After having the instruments calibrated in Monterey Bay, which is well-monitored, the gliders were sent into the ocean from San Francisco's St. Francis Yacht Club last Nov. 17. The drones, now separated by 40-50 miles, will split near Hawaii.
Two will head for Sydney, Australia, and two will traverse the Mariana Trench -- the deepest part of the ocean -- heading for Tokyo. When they are done, they will have completed 34,000 combined nautical miles, collected approximately 2.25 million data points and been at sea for almost a year.
The drones are measuring salt content, water temperature, wave motion, weather, dissolved oxygen, and fluorescence, the property that makes something release light in response to incoming light or other electromagnetic radiation. Hine began the project in 2005 in order to help a friend monitor the sounds made by humpback whales. It occurred to him a robotic device carrying instrumentation would do the job.
He formed Liquid Robotics, a company in Sunnyvale, Calif., to build the drones. James Gosling, designer of the computer program Java, is chief software architect, and Edward Lu, a former astronaut, is in charge of technological applications.
"Wave Glider is a wandering robot that can carry any instruments you want," Gosling said. It can also work in storms that would send a conventional vessel fleeing.
The four in the Pacific are among 70 Liquid Robotics has built since 2009. Financed by private funding and venture capital, the company has sold several to the National Oceanic and Atmospheric Administration for $100,000 each. The company also sells data services to private firms, including BP. They sent one glider across the Gulf of Mexico after the 2010 oil spill.
Each glider, including the four on the Pacific expedition, has an instrument package that floats on the surface and a flat wing-like structure that hangs below it. As the glider is raised and lowered in the waves, the wing transfers the motion forward.
Instruments on the surface are all solar powered, making the glider entirely self-contained.
The pilots can send a command every five minutes, Hine said, turning equipment on and off to save energy, changing what they sample or to change course.
All the data is put on the Web, either on Liquid Robotics' website or on the places layer of Google Earth.
The data will be invaluable to oceanographers and climatologists.
"We are under-sampled all over the ocean," said Francisco Chavez, senior scientist at the Monterey Bay Aquarium Research Institute, who does not work for the company.

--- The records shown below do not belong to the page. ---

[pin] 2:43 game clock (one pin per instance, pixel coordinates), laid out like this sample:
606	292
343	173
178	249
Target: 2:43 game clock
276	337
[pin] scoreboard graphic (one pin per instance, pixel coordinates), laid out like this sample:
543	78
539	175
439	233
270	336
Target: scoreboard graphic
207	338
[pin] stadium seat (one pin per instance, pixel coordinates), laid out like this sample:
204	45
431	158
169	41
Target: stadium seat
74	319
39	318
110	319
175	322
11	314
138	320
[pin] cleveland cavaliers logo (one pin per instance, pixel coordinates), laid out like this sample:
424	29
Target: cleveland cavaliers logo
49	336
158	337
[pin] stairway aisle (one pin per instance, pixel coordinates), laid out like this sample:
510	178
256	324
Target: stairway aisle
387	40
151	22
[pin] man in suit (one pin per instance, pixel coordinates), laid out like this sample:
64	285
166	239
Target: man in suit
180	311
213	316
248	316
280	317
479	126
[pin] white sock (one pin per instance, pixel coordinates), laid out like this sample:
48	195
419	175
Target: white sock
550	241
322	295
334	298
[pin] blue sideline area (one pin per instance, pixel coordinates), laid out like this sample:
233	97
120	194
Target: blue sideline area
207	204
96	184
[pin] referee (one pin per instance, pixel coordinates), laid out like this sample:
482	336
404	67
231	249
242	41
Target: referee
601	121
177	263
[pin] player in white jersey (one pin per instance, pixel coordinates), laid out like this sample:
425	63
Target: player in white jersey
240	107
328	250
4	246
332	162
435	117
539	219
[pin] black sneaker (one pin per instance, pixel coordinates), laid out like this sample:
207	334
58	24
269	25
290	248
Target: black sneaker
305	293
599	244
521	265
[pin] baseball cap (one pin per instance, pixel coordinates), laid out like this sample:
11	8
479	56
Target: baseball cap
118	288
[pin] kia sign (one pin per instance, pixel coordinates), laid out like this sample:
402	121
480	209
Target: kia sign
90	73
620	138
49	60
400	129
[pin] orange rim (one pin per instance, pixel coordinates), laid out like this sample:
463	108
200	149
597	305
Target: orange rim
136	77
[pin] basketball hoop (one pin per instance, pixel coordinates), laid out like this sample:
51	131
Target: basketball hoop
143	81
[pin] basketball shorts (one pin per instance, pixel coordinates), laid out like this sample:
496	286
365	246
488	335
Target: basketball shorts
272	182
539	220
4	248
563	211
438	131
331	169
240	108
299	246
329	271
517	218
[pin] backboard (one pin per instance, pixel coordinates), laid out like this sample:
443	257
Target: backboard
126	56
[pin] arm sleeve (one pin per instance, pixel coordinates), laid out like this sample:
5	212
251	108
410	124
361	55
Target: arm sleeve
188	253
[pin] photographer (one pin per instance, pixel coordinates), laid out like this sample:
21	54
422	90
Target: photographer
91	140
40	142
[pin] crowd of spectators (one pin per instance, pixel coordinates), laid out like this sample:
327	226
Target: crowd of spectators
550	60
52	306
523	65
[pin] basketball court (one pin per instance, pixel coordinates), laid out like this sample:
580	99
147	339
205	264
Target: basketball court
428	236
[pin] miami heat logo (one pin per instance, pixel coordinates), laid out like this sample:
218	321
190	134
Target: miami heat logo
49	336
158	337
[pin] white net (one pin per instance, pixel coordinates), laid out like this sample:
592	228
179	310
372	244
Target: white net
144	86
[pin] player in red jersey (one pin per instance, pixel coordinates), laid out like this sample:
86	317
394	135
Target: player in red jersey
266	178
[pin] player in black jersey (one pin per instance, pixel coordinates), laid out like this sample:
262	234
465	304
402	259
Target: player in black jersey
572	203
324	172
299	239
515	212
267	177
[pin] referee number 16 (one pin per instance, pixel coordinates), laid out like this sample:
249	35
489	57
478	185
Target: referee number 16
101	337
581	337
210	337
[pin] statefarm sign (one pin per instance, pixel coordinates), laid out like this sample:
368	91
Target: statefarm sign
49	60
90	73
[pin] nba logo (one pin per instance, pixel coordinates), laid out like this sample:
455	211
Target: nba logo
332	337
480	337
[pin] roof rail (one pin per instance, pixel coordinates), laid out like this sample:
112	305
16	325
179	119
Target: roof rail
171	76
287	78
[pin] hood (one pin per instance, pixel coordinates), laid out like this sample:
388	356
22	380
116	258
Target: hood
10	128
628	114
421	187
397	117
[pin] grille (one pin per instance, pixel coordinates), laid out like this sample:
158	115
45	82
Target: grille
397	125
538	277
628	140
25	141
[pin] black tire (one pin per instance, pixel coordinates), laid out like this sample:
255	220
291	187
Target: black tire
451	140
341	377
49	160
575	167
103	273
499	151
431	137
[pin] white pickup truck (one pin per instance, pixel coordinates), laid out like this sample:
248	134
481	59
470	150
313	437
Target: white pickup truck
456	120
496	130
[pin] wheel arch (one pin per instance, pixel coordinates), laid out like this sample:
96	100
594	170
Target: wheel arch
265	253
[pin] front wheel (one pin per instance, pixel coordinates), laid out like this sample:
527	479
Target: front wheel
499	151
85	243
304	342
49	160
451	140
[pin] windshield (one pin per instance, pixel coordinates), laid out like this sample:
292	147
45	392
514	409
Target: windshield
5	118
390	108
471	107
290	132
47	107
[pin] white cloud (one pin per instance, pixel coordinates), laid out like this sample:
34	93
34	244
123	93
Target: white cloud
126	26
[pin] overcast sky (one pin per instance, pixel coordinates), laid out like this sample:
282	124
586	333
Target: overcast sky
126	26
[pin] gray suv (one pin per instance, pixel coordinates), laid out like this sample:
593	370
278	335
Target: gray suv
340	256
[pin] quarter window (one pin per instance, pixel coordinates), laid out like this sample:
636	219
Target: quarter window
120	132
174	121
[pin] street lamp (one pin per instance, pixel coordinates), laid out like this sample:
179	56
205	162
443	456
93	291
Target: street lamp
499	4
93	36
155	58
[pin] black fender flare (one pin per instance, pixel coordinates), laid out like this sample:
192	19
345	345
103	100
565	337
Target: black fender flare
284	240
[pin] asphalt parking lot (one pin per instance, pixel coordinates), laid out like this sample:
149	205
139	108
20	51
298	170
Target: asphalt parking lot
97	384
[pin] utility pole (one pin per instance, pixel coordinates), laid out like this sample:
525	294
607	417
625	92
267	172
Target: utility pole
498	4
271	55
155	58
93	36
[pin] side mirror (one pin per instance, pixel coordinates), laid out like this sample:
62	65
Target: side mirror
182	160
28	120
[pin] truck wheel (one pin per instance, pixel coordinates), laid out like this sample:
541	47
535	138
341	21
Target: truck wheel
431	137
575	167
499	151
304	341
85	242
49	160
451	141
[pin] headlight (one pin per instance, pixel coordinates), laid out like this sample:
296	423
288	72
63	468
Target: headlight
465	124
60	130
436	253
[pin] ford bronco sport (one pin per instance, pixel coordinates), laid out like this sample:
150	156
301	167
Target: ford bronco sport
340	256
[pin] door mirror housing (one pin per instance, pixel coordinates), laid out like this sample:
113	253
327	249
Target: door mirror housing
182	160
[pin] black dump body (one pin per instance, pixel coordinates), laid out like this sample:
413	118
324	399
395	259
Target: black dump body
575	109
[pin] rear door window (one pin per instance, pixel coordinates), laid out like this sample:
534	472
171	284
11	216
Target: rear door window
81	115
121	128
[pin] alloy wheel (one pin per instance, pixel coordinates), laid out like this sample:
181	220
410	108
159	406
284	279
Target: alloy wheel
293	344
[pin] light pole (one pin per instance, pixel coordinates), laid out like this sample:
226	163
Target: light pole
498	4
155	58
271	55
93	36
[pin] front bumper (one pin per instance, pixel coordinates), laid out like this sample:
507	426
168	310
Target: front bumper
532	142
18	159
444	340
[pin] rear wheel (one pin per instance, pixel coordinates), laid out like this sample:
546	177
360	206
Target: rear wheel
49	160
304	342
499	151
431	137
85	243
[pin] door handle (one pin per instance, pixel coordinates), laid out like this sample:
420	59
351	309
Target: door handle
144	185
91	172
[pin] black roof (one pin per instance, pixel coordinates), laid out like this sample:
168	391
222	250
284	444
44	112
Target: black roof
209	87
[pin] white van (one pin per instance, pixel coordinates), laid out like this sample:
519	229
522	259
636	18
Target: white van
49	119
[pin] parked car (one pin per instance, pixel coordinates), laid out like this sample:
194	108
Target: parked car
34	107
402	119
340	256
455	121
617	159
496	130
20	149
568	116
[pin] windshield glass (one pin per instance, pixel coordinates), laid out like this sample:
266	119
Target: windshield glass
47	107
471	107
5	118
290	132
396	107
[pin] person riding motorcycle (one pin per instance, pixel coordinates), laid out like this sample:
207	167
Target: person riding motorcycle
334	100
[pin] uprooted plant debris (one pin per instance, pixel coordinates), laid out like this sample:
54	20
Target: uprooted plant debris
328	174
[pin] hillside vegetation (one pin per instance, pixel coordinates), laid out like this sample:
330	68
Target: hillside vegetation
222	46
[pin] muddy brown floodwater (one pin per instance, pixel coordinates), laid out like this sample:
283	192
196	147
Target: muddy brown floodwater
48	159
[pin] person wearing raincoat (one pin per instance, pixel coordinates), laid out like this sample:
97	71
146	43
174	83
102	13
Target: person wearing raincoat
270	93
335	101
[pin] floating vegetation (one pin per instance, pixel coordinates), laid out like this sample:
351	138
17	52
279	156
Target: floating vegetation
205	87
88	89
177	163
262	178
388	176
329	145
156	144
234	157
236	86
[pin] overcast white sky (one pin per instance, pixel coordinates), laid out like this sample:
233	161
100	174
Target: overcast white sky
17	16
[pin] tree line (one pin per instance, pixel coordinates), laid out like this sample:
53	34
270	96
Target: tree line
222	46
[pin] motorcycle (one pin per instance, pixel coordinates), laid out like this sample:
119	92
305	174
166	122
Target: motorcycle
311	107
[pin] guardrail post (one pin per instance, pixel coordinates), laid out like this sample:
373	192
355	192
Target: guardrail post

"Because of how expensive ships are, we are not getting the information we need to see how the world is changing. The Wave Gliders help us do that."
It differs from other seagoing drones in that it can carry more payload, Chavez said. It can communicate with other devices, and can even relay data from submersible vehicles, although that won't be a function on this expedition.
They are also faster. Conventional sea drones travel at a bit over 0.5 mph, while Wave Gliders can go about 2.3 mph in good seas.
The data is restricted to the surface. Other drones go into depths, he said.
According to Hine, the gliders are particularly good at measuring currents, already helping to change sea current maps in the short time the drones have been at sea.
The Wave Gliders can also help to solve some current riddles.
"They can improve forecasting and our knowledge of ocean structures out there," Hine said.
Chavez said that the gliders give more precise information and could be useful, for instance, in providing current data to tankers crossing the ocean.